The Widow Who Led a Bare-Chested Protest Against an Assassination

  • The 1961 assassination of Congolese Prime Minister Patrice Lumumba plunged the Democratic Republic of Congo into turmoil.
  • The indelible image from the aftermath of the assassination was Lumumba’s wife, Pauline, staging a bare-chested public protest.

But there are so many added costs and taxes
as to trip us up quite easily
in all the clamor and bravura of this liberation business.
And then, of course,
the grief-stricken bared breasts of Pauline Lumumba.

The inspiration for these lines penned by poet Brenda Marie Osbey predated the poem by nearly six decades. But the image was an indelible one, even if it has fallen out of recent public memory. It was that of Pauline Opango Lumumba, the first lady of the independent Democratic Republic of Congo. While mourning the assassination of her husband, Patrice, the first prime minister of the DRC, she led a protest march on Valentine’s Day 1961, stripped to the waist. It was a gesture that, as Osbey would later explain, was iconic in its position “at the juncture of public mourning and private grief.”

Léopoldville, now called Kinshasa, was the seat of government of a young republic that won independence from brutal Belgian colonialists on June 30, 1960. Patrice, an eloquent orator, was one of the leaders of the resistance movement. His opposition to the secessionist movement in Katanga, the mineral-rich province coveted by the Belgians, provided the perfect excuse for what Ludo De Witte, a Belgian historian and author of The Assassination of Lumumba, calls the most important assassination of the 20th century.

The Prime Minister Of Congo Kinshasa Patrice Lumumba In Congo In 1960 -

Congolese Prime Minister Patrice Lumumba, 1960.

Source Dominique BERRETTY/Gamma-Rapho via Getty

There were reportedly two different assassination plots: one hatched by the CIA and MI6, the other masterminded by the Belgians and Congolese officials. The latter, eventually successful one was fronted by Joseph-Desire Mobutu, who would end up ruling the country for more than 30 years of economic plunder and social decline.

Pauline was Lumumba’s third wife, and they were from the same village. Their decade-long marriage was not a fairy-tale love story — he reportedly had multiple affairs, including one with his ex-wife (also named Pauline), and was often separated from his third wife and their four children by imprisonment or his political pursuits. “He had time for nothing else but politics,” Pauline later told Jet magazine.

She heard the news of her husband’s assassination on the radio.

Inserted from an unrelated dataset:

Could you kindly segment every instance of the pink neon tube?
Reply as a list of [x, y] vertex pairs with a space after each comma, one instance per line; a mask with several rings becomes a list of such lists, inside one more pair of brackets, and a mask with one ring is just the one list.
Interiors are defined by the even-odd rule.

Pauline was “primarily a wife and mother with no access to education despite the fact that she married a man from the small educated elite,” says Karen Bouwer, author of Gender and Colonization in the Congo. When Lumumba arrived home with guests without advance warning, Bouwer says, Pauline hid in the bedroom until he had time to approve her outfit and give her instructions on dinner.

Nevertheless, Pauline supported the revolution and was one of the first members of the Mouvement National Congolais, the political party Lumumba founded. She was in the same car as her husband when he was arrested by Mobutu’s henchmen. During his imprisonment, she had to move from house to house with their toddler son. She heard the news of her husband’s assassination on the radio.

Embittered by his death — and perhaps also by the loss of their fourth child, who died shortly after birth — she took to the streets of Léopoldville following Patrice’s assassination to demand his body be returned to her.

Bare-breasted and clutching her son in her arms, Pauline led a group of approximately 100 supporters. Like her, the other women had bared their chests, and the men followed behind, heads bowed as they walked to the United Nations headquarters. They not only demanded Lumumba’s body for burial but also for the U.N. to intervene and seek justice for his assassination.

Photos from the protests were splashed on the pages of local and foreign newspapers over the next few days. Patrice’s vision and chutzpah had made African Americans like Malcolm X a fan and attracted others like Yvonne Reed, mother of comedian Dave Chappelle, to work for him. Just as his death had drawn condemnation across the globe, the photos of Pauline’s grief-stricken protest drew sympathy — though no response from the U.N.


After the demonstration, Pauline, her children and some of her husband’s supporters were forced to flee to a refugee camp, then to exile in Egypt. She never remarried but lived long enough to see the Belgian government officially accept moral responsibility for Lumumba’s murder and profess its “deep regrets” in 2002. In June 2018, Brussels renamed a city square in his honor.

“My mother was the backbone of our family,” her daughter Julian told the press after the Lumumba matriarch died in her sleep in December 2014. “She was loved by everyone … She shared, she gave. She loved. [She was] a courageous woman.”